Ce même jour, le procès de Châtel est vite expédié par le même Parlement. À l'époque, on ne perd pas de temps en plaidoiries et en appel. Le fils du drapier est dans de beaux draps, il est convaincu du crime de lèse-majesté divine et humaine au premier chef, par le détestable parricide attenté sur la personne du roi. Ce dernier aurait bien gracié le jeune illuminé, mais le Parlement ne veut pas en entendre parler. Les parlementaires le condamnent à « faire amende honorable devant la principale porte de l'église de Paris, nu en chemise, tenant une torche de cire ardente du poids de deux livres, et aller à genoux dire et déclarer que, malheureusement et proditoirement, il a attenté ledit très inhumain et très abominable parricide et blessé le roi d'un couteau en la face ; et être mené et conduit en un tombereau en la place de Grève, tenaillé aux bras et cuisses, et sa main dextre, tenant en icelle le couteau duquel il s'est efforcé commettre ledit parricide, coupée. Et après, son corps tiré et démembré avec quatre chevaux, et ses membres et corps jetés au feu et consumés en cendres, et les cendres jetées au vent »... La sentence est immédiatement exécutée. Le père de Châtel est frappé d'exil du royaume durant neuf ans et à perpétuité hors de Paris et ses faubourgs. Il paie une amende de 2 000 francs et sa maison est rasée. Les ligueurs feront de Châtel un martyr.
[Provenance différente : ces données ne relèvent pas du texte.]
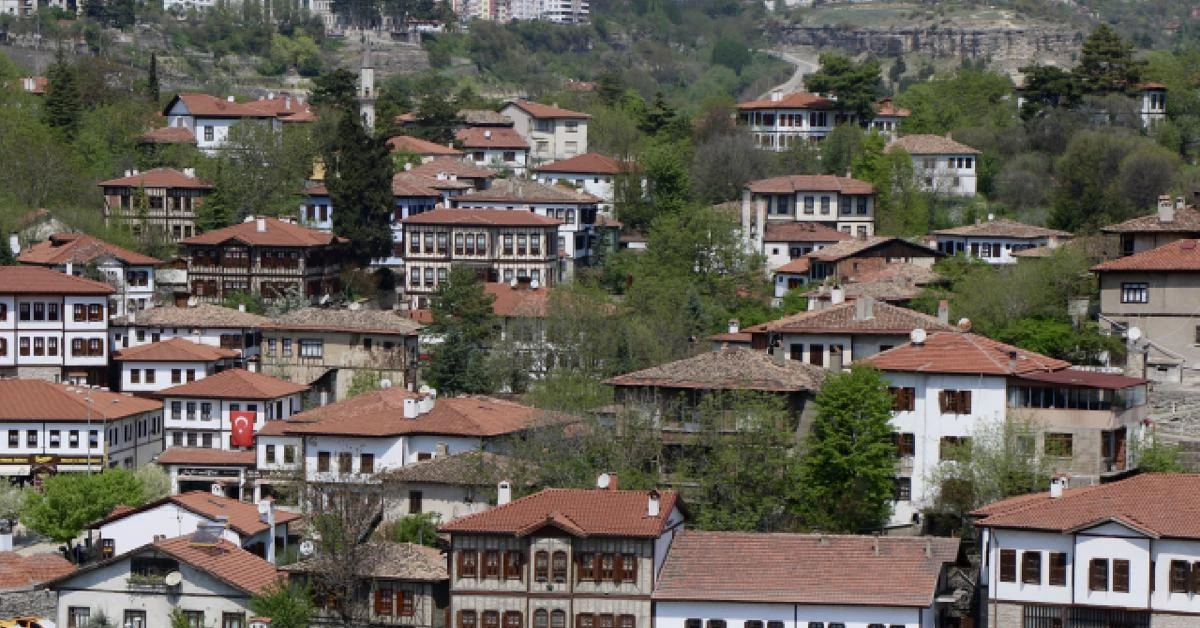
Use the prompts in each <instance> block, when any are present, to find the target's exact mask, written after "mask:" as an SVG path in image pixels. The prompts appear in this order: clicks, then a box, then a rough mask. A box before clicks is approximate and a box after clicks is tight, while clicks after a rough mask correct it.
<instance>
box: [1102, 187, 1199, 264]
mask: <svg viewBox="0 0 1200 628" xmlns="http://www.w3.org/2000/svg"><path fill="white" fill-rule="evenodd" d="M1100 232H1103V233H1114V234H1116V235H1117V237H1120V238H1121V255H1123V256H1129V255H1134V253H1140V252H1144V251H1150V250H1151V249H1156V247H1158V246H1163V245H1164V244H1170V243H1174V241H1175V240H1181V239H1184V238H1193V239H1195V238H1200V211H1196V209H1195V208H1194V207H1192V205H1187V204H1184V202H1183V197H1176V198H1175V202H1174V203H1172V202H1171V197H1170V196H1165V195H1164V196H1160V197H1158V211H1157V213H1154V214H1150V215H1147V216H1138V217H1135V219H1129V220H1127V221H1124V222H1118V223H1116V225H1109V226H1106V227H1102V228H1100Z"/></svg>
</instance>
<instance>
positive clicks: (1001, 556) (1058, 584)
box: [971, 473, 1200, 628]
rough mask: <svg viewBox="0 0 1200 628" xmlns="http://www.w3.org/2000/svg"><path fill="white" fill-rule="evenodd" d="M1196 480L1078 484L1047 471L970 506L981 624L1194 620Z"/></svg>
mask: <svg viewBox="0 0 1200 628" xmlns="http://www.w3.org/2000/svg"><path fill="white" fill-rule="evenodd" d="M1198 488H1200V486H1198V485H1196V478H1195V477H1193V476H1187V474H1169V473H1144V474H1139V476H1134V477H1130V478H1127V479H1122V480H1120V482H1114V483H1111V484H1103V485H1099V486H1085V488H1069V486H1063V485H1062V484H1061V483H1057V480H1056V484H1055V485H1051V489H1050V491H1049V492H1042V494H1036V495H1026V496H1020V497H1013V498H1009V500H1003V501H1000V502H995V503H992V504H989V506H985V507H983V508H980V509H978V510H976V512H973V513H971V515H972V516H973V518H974V520H976V521H974V524H976V526H978V527H979V530H980V531H982V533H983V534H982V537H983V538H982V545H983V550H984V552H983V566H982V569H980V584H982V585H983V586H984V587H985V592H986V598H985V602H986V606H985V612H986V621H988V626H1021V624H1024V626H1128V627H1132V628H1148V627H1152V626H1153V627H1168V628H1174V627H1183V626H1195V624H1196V622H1200V597H1198V596H1196V576H1195V570H1196V564H1198V561H1200V530H1198V528H1196V526H1195V524H1194V522H1195V520H1196V519H1195V514H1196V509H1195V507H1194V504H1193V503H1192V500H1190V497H1189V496H1190V495H1193V492H1192V491H1193V490H1195V489H1198ZM1168 504H1170V507H1168Z"/></svg>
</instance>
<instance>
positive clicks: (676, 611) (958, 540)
mask: <svg viewBox="0 0 1200 628" xmlns="http://www.w3.org/2000/svg"><path fill="white" fill-rule="evenodd" d="M958 554H959V539H956V538H928V537H926V538H922V537H865V536H864V537H854V536H836V534H833V536H830V534H763V533H752V532H697V531H686V532H682V533H680V534H677V536H676V539H674V543H673V544H672V545H671V551H670V552H667V560H666V562H665V563H664V566H662V570H661V572H660V573H659V576H658V580H656V581H655V586H654V596H653V599H654V627H655V628H702V627H708V628H715V627H719V626H733V627H746V628H751V627H754V628H758V627H767V628H814V627H816V626H821V627H827V626H828V627H840V628H880V627H892V628H898V627H914V628H934V627H936V626H947V624H946V623H943V621H944V617H943V615H942V606H943V604H942V603H941V602H938V600H940V599H941V594H942V593H947V592H949V593H953V591H950V590H948V581H947V580H948V579H947V570H948V567H950V566H953V564H954V562H955V561H956V560H958ZM997 626H1018V624H997Z"/></svg>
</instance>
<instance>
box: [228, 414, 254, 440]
mask: <svg viewBox="0 0 1200 628" xmlns="http://www.w3.org/2000/svg"><path fill="white" fill-rule="evenodd" d="M229 424H230V425H232V426H233V435H232V436H230V437H229V445H230V447H254V412H253V411H248V409H235V411H230V412H229Z"/></svg>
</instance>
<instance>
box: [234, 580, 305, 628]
mask: <svg viewBox="0 0 1200 628" xmlns="http://www.w3.org/2000/svg"><path fill="white" fill-rule="evenodd" d="M250 610H252V611H254V615H257V616H260V617H270V618H271V628H308V623H310V622H311V621H312V617H313V615H314V614H316V610H317V609H316V608H314V606H313V604H312V592H311V591H310V590H308V587H307V586H305V585H299V584H295V582H288V581H286V580H282V579H281V580H277V581H276V582H275V584H272V585H270V586H268V587H266V588H264V590H262V591H259V592H258V593H256V594H254V597H252V598H250Z"/></svg>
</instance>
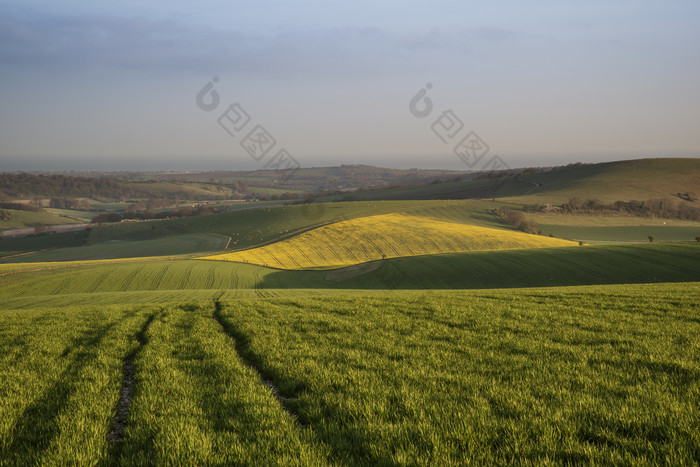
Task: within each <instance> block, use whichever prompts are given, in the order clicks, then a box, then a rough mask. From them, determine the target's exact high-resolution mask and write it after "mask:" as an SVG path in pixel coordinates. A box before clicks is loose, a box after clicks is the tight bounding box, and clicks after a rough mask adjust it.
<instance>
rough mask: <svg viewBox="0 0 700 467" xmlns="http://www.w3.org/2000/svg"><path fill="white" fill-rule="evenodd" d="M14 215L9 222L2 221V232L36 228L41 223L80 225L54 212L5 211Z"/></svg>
mask: <svg viewBox="0 0 700 467" xmlns="http://www.w3.org/2000/svg"><path fill="white" fill-rule="evenodd" d="M5 210H6V211H10V212H12V213H13V215H12V218H11V219H10V220H8V221H0V231H3V230H10V229H23V228H26V227H34V225H35V224H37V223H38V222H41V223H42V224H44V225H61V224H79V223H81V222H80V221H78V220H75V219H71V218H69V217H62V216H59V215H58V214H57V213H52V212H31V211H16V210H13V209H5Z"/></svg>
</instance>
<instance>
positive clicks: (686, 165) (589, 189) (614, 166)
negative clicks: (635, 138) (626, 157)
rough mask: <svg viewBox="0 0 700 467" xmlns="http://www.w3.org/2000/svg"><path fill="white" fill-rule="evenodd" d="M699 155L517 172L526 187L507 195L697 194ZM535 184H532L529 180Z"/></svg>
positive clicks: (527, 201)
mask: <svg viewBox="0 0 700 467" xmlns="http://www.w3.org/2000/svg"><path fill="white" fill-rule="evenodd" d="M699 173H700V159H698V158H694V159H691V158H688V159H670V158H666V159H639V160H631V161H617V162H607V163H602V164H590V165H581V166H572V167H566V168H563V169H561V170H557V171H553V172H543V173H534V174H527V175H523V176H521V177H520V178H521V180H522V181H523V182H530V184H531V186H530V190H528V191H527V192H525V193H523V194H521V195H508V194H505V195H504V196H506V197H508V198H507V199H508V200H509V201H512V202H517V203H525V204H530V203H543V204H544V203H551V204H560V203H563V202H566V201H568V200H569V199H571V198H573V197H578V198H580V199H590V198H595V199H598V200H600V201H602V202H606V203H611V202H614V201H617V200H623V201H630V200H634V199H636V200H647V199H653V198H675V199H676V200H677V201H681V200H680V198H678V197H676V193H683V192H695V193H699V194H700V177H699V176H698V174H699ZM533 183H534V184H537V185H539V188H533V185H532V184H533Z"/></svg>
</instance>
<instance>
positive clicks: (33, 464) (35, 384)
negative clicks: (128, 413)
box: [0, 307, 147, 465]
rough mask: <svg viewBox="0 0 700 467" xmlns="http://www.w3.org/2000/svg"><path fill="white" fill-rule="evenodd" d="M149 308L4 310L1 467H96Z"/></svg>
mask: <svg viewBox="0 0 700 467" xmlns="http://www.w3.org/2000/svg"><path fill="white" fill-rule="evenodd" d="M146 312H147V311H146V310H141V311H138V312H137V311H136V310H135V309H125V308H123V307H119V308H117V307H111V308H101V309H95V308H90V307H83V308H81V309H71V308H63V309H51V310H33V311H26V312H22V313H20V314H17V313H8V312H0V346H1V348H2V352H0V394H1V395H2V397H0V465H39V464H42V465H65V464H68V463H70V464H80V465H87V464H94V463H95V462H98V461H104V460H105V459H107V458H108V455H109V446H108V444H107V442H106V439H107V433H108V430H109V425H110V421H111V419H112V416H113V411H112V409H113V407H114V405H115V404H116V402H117V399H118V397H119V388H120V384H121V378H122V362H123V360H124V358H125V357H126V355H127V354H128V353H129V352H131V351H133V349H134V348H135V346H136V341H135V335H136V333H137V332H138V329H139V328H140V326H141V325H142V324H143V322H144V321H145V319H146V318H145V313H146Z"/></svg>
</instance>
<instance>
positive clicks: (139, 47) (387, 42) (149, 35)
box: [0, 14, 517, 73]
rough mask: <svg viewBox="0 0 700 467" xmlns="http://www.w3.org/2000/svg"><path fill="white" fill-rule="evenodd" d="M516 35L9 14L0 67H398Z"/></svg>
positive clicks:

Pour remercier Dieu d'avoir épargné la vie du roi, le Parlement organise, le 5 janvier 1595, une procession dans les rues de la capitale. L'accueil des Parisiens n'est pas franchement enthousiaste. Des slogans hostiles accompagnent le carrosse dans lequel Henri IV se tient, renfrogné, un pansement sur la bouche. Seize ans plus tard, Ravaillac se montrera moins maladroit que Châtel.